Rick and I get along because we give each other space and because our studies were always so closely intertwined. Like me, he studied with Charlie, and while he studied outdoor survival skills and I focused on spirituality, on a deeper level our studies were much the same. He is tall, slim, with short, black hair, and black, bushy eyebrows and a round face with high, taught cheekbones. He does not look quite human.

Steve Bees

Steve Bees arrived in my third year. There was already a man named Steve on campus (I have mentioned him, but we never got to know each other well), so after the new Steve stepped on a yellow-jacket nest his first spring, people started referring to him as "Steve--you know, the one with the bees?" and eventually it stuck.

He is medium-tall, with pale eyes and curly, black hair--or, rather, it was black when he arrived, in his mid-twenties. Much of it's grey now, as is the beard he grows occasionally, and it makes him look older than he really is.
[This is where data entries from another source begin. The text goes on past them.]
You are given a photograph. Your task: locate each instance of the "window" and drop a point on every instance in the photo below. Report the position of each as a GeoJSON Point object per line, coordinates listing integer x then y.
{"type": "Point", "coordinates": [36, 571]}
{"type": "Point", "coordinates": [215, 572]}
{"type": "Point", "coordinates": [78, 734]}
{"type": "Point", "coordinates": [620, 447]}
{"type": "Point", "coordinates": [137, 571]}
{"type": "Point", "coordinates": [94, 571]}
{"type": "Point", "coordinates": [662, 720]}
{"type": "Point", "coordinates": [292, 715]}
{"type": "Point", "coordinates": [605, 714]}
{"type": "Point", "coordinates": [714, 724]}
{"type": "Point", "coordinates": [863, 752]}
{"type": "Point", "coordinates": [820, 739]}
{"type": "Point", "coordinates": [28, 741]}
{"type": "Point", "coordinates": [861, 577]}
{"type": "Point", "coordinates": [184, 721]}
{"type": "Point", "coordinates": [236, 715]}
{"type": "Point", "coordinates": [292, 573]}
He is another of the school's Christians, a Quaker, though it was Greg's Buddhism that led Steve to embody his faith's commitment to social justice and Charlie's animism that made him a true contemplative. He is unusually able to learn from (even contribute to) other traditions while remaining rooted in his own. He is also a truly gifted singer. I have seen him dressed in novice-white, in the brown of a candidate and then a master, and in a series of mundane but expensive-looking suits (he is a lawyer, now). But when I think of him, in my mind's eye he is always wearing jeans and a t-shirt and he is always smiling.
 
Veery 

Veery started my second year and graduated in my third year. She could sing beautifully, loved watching and learning about birds ("veery" is a kind of bird) and studied psychology with Allen. She was short and stocky, with a cute plump face and beautiful auburn hair. She was the first person I dated on campus--we were together for a few weeks early in the summer of 2001. We didn't have a whole lot in common besides mutual physical attraction, and in the end we broke up because I wanted to have sex with her so badly that I had no idea how to ask her. And she got tired of my awkwardness on the subject. Our breakup wasn't acrimonious but we didn't become friends and I haven't heard from her in years.

Willa 

Willa was Ollie's girlfriend. She is now his wife. She's a self-described tantrika, meaning that sex is a big part of her spiritual practice. She was unapologetically promiscuous before getting together with Ollie--that their relationship worked out surprised everybody, but they seem very happy together. She's medium-tall, with long, light brown hair and large, expressive features.